Jakarta –
Partai Keadilan dan Persatuan (PKP) tidak lolos mengikuti Pemillu 2024. Buntutnya, sejumlah anggota DPRD dari PKP mengajukan gugatan UU Pemda ke Mahkamah Konstitusi (MK). Apa sebabnya?
Ketiga anggota DPRD itu adalah anggota DPRD Kabupaten Timor Tengah Selatan NTT Sefriths Eduard Dener Nau, anggota DPRD Kota Mataram NTB Misban Ratmaji dan anggota DPRD Kampar Riau Kardinal. Karena partainya tidak bisa ikut Pemilu 2024, maka harus pindah partai agar bisa terus berpolitik.
Namun terdapat ganjalan karena harus mengundurkan diri sebagai anggota DPRD. Hal itu sesuai dengan Pasal 193 ayat (2) huruf i yang berbunyi:
Anggota DPRD kabupaten/kota diberhentikan antarwaktu sebagaimana dimaksud pada ayat (1) huruf c, apabila menjadi anggota partai politik lain.
Karena merasa dirugikan hak konstitusionanya, mereka menggugat UU Pemda itu ke MK.
“Mengabulkan permohonan para Pemohon untuk seluruhnya.
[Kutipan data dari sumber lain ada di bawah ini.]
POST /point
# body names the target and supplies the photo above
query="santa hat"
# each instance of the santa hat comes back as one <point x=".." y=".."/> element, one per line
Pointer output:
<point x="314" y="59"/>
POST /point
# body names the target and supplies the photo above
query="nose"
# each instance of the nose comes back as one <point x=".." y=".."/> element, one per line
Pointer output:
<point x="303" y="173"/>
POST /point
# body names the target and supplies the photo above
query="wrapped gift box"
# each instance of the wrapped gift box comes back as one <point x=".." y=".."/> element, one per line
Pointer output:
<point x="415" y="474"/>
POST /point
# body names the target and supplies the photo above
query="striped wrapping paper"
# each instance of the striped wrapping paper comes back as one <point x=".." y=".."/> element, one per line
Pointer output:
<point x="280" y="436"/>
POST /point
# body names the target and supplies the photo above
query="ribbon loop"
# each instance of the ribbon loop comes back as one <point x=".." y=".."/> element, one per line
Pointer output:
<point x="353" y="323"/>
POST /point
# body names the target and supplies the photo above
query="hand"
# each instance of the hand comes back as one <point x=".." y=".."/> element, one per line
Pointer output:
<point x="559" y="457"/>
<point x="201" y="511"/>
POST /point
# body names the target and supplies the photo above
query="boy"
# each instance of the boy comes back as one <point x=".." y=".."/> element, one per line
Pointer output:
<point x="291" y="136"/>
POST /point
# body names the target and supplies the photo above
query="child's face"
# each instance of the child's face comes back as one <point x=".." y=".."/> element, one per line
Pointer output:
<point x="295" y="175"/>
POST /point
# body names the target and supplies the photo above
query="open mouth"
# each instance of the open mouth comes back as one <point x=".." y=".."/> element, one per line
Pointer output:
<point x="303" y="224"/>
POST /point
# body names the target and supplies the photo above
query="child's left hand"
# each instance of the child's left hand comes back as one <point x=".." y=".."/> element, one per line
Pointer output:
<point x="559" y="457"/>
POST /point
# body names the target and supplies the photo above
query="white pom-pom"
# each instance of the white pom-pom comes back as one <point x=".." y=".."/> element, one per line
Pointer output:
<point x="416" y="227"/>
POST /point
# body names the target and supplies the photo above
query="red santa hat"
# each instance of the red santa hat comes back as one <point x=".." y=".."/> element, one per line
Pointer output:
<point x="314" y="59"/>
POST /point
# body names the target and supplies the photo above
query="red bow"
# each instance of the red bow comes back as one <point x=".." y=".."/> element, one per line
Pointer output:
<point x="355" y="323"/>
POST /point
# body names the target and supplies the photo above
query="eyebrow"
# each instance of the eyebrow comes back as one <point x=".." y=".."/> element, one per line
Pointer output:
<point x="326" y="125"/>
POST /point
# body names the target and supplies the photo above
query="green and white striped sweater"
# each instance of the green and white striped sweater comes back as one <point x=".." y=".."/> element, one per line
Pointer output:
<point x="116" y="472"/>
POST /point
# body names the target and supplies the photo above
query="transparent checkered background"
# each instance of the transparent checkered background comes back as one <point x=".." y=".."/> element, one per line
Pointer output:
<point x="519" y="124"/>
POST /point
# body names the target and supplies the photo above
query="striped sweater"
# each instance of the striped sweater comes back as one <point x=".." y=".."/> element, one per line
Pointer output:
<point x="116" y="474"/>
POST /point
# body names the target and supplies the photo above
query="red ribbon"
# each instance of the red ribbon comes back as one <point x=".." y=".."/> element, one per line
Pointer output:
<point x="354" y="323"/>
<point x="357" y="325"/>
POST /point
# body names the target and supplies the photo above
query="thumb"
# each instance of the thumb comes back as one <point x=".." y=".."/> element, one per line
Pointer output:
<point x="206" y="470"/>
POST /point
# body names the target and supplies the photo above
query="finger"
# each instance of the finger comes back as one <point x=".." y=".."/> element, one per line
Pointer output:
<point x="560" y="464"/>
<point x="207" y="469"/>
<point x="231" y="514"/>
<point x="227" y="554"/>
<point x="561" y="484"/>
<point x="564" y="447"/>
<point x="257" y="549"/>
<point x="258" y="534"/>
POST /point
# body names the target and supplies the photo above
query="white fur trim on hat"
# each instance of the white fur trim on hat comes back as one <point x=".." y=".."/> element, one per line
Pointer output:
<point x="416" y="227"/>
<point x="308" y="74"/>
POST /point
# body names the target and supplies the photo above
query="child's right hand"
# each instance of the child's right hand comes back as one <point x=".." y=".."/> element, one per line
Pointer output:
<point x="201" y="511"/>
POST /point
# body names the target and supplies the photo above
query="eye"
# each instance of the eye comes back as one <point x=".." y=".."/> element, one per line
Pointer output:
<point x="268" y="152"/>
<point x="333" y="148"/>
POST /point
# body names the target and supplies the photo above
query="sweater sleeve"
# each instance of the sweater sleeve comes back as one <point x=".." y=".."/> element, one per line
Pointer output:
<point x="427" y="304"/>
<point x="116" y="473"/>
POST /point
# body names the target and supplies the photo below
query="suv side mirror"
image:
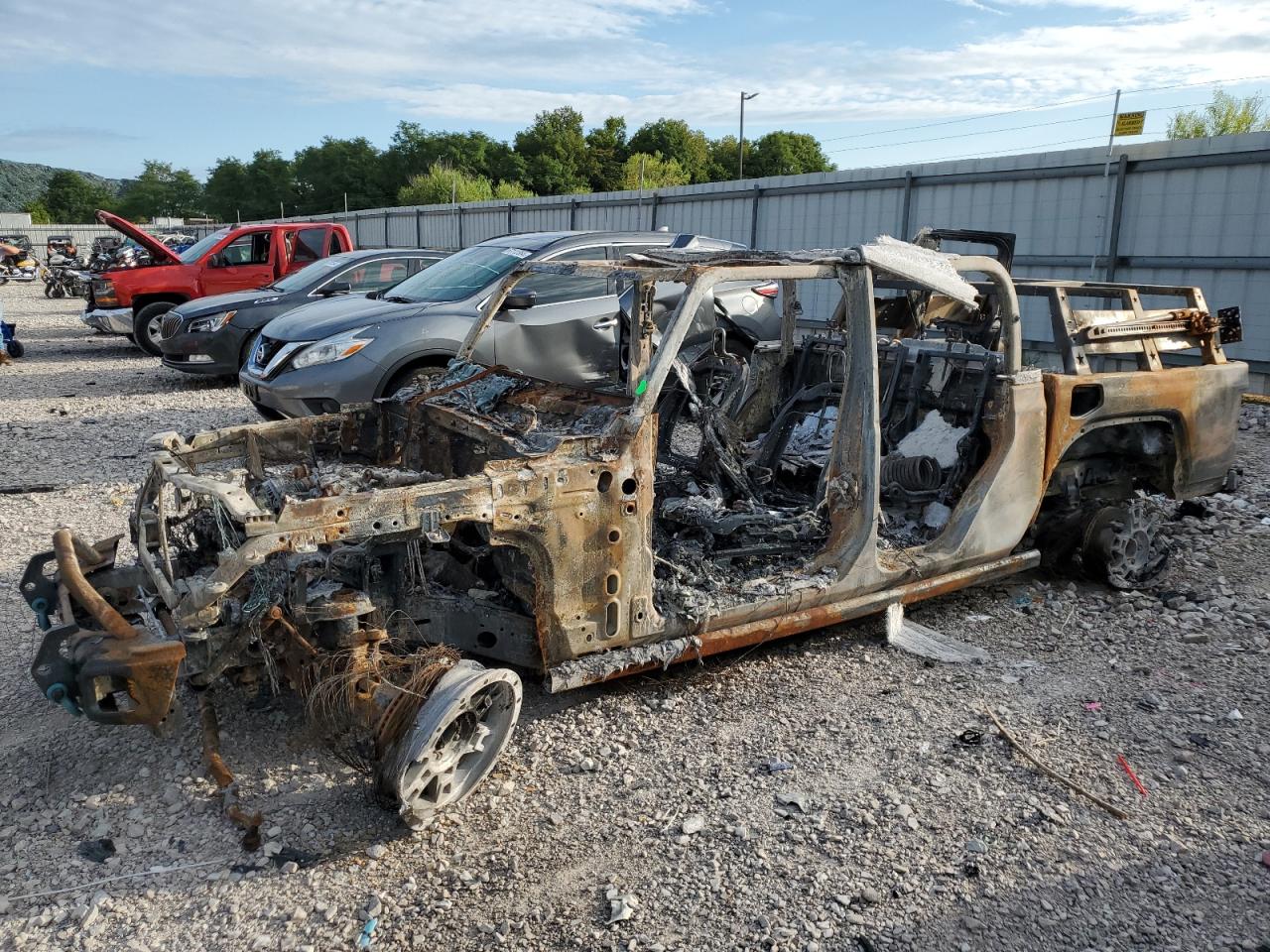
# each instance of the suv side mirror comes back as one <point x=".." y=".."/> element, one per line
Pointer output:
<point x="520" y="299"/>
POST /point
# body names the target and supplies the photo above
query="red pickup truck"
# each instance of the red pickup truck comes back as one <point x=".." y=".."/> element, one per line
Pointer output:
<point x="134" y="299"/>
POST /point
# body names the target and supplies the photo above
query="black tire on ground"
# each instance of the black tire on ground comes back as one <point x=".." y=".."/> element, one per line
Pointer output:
<point x="146" y="324"/>
<point x="412" y="376"/>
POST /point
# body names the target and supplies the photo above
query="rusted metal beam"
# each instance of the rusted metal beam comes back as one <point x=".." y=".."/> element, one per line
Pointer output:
<point x="72" y="578"/>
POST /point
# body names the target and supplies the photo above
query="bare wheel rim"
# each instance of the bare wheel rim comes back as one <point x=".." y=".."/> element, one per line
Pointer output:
<point x="1124" y="546"/>
<point x="154" y="329"/>
<point x="454" y="742"/>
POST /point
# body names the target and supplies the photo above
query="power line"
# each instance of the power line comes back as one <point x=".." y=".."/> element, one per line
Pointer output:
<point x="1043" y="105"/>
<point x="1023" y="150"/>
<point x="1006" y="128"/>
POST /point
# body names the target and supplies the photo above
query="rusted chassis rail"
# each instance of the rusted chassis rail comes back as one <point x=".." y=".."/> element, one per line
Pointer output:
<point x="581" y="513"/>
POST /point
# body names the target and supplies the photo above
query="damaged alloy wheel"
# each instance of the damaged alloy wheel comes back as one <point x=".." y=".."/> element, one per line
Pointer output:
<point x="1121" y="547"/>
<point x="453" y="743"/>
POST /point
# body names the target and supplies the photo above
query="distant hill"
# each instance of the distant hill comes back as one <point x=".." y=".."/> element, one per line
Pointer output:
<point x="24" y="181"/>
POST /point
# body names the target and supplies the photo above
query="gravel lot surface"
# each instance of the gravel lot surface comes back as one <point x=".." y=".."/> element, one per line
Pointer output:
<point x="811" y="794"/>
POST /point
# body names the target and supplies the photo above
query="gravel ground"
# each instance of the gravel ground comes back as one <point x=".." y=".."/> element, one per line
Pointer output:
<point x="811" y="794"/>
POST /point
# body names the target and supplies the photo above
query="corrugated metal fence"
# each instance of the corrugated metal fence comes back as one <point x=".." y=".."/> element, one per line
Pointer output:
<point x="1193" y="211"/>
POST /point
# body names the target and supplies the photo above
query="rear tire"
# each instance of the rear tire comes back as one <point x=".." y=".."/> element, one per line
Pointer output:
<point x="146" y="326"/>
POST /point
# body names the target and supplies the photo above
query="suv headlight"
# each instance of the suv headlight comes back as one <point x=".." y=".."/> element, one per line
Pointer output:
<point x="206" y="325"/>
<point x="334" y="348"/>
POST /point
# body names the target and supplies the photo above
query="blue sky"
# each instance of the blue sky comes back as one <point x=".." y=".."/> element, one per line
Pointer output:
<point x="190" y="82"/>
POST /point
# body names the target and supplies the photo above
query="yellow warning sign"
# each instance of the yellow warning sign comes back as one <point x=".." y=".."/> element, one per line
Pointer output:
<point x="1129" y="123"/>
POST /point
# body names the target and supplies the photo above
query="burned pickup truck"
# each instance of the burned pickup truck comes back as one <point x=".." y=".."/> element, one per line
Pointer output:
<point x="702" y="502"/>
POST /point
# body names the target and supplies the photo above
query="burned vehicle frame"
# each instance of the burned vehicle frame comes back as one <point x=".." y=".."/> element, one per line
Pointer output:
<point x="699" y="503"/>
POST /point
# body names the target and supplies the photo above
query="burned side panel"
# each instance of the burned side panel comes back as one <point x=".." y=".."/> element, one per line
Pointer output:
<point x="1199" y="405"/>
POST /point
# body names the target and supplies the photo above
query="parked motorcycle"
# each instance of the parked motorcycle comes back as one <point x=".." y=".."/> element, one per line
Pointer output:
<point x="104" y="248"/>
<point x="17" y="261"/>
<point x="62" y="245"/>
<point x="64" y="277"/>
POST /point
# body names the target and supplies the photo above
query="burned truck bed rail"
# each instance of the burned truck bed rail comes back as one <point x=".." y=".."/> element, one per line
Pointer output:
<point x="703" y="498"/>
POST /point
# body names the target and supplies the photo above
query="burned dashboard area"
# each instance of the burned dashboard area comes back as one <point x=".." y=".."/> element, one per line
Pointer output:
<point x="347" y="558"/>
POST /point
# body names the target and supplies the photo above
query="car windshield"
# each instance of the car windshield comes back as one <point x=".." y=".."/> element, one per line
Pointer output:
<point x="194" y="252"/>
<point x="312" y="275"/>
<point x="458" y="276"/>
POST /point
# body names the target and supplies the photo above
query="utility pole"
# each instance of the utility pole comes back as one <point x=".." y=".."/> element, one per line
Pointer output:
<point x="740" y="143"/>
<point x="1106" y="191"/>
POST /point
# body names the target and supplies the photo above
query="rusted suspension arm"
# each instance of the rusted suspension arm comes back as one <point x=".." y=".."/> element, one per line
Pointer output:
<point x="72" y="578"/>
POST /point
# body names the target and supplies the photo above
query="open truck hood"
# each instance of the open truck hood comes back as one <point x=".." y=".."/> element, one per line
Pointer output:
<point x="159" y="252"/>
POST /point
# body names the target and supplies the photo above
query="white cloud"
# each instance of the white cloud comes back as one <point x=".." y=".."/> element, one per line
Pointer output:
<point x="461" y="63"/>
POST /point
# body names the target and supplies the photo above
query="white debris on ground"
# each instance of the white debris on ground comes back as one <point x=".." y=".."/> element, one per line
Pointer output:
<point x="935" y="436"/>
<point x="924" y="642"/>
<point x="833" y="785"/>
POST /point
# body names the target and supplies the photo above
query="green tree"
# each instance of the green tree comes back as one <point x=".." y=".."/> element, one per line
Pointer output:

Pasal 193 ayat (2) huruf i UU Pemda bertentangan dengan UUD 1945 dan tidak mempunyai kekuatan hukum mengikat,” demikian bunyi permohonan pemohon yang dilansir dalam website MK, Minggu (6/8/2023).
Pasal 193 ayat (2) huruf i dinilai pemohon bertentangan dengan UUD 1945 yaitu:
Pasal 1 ayat (2) berbunyi: “Kedaulatan berada di tangan rakyat dan dilaksanakan menurut Undang-Undang Dasar.”
Pasal 22E ayat (1) berbunyi: Pemilihan umum dilaksanakan secara langsung, umum, bebas, rahasia, jujur dan adil setiap lima tahun sekali.”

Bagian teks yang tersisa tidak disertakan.